Payment arrangements will discussed prior to scheduling. For more information about coaching with Karen send an email to: karen@bodybasicsandbeyond.com

Parent Villages

Parent Villages are parent education evenings offered through schools on topics relevant to families with pre-teens as they prepare for parenting during adolescence.

Parent Villages are part presentation, part group discussion, offering parents the opportunity to be exposed to new parenting concepts as well as participate in guided discussions with other parents beyond their typical social groups. Parent Villages invite parents to open up to new perspectives, values and ideas. Hearing the challenges and experiences of other parents creates a sense of compassion and community around parenting pre-teens and teens.

Parent Villages are:

  • Open to both public and private schools as parent education evenings
  • Designed for parents with children in grades 6-8, though grade 5 parents are invited if they would like to attend
  • 1.5 to 2 hours in length depending on the size of the village

Payment arrangements will discussed prior to scheduling. To schedule a Parent Village please email: karen@bodybasicsandbeyond.com

 

Parent Village Topics (subject to change):

Holding Healthy Boundaries: Preparing for Adolescence

Can you please add some restrictions to my life?” said no child ever. But that is exactly what they want. In interviews, teens stated that even though they don’t/didn’t like boundaries they repeatedly said that boundaries provided them with a sense of comfort, security and relief.

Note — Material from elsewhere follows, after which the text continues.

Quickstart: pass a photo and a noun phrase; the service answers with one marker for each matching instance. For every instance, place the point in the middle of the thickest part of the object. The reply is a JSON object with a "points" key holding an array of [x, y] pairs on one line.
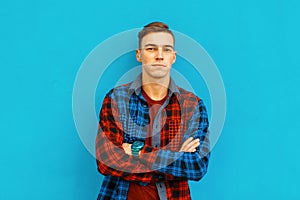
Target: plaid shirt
{"points": [[124, 118]]}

Setting boundaries based on parents’ value system is in the job description of “parent” and is essential to the healthy development of youth. It’s important to practice managing boundary testing now when they are children rather than waiting to set and manage limits when they are teens.

This Parent Village focuses on the importance and value of creating and holding healthy boundaries for pre-teens. Topics in this village include:

  • Purposeful boundary placement
  • The importance of boundary-push back by children
  • Boundary adjustments: developmentally and for each child
  • Boundaries crossed and consequences

Parent Circle – Sample Discussion Prompts:

“What boundaries do you hold with your child?” and “What boundaries does your child challenge the most and how do you hold strong?”

What boundaries do remember having as a child around this age and how are you parenting in relation to them?”

Your Family’s Tech Values

Parenting a pre-teen would be challenging enough without the world of technology and unfettered access to information parents now have to navigate with their children. All generations of parents are tasked with parenting around issues they didn’t experience as children, but the task of setting and holding tech boundaries in the context of ever changing and intimately entwined technological devices is uniquely urgent. Whether they are in the home or not, these devices and their temptations are in children’s lives and call for parents both individually and as a community to create and maintain cyber values and boundaries.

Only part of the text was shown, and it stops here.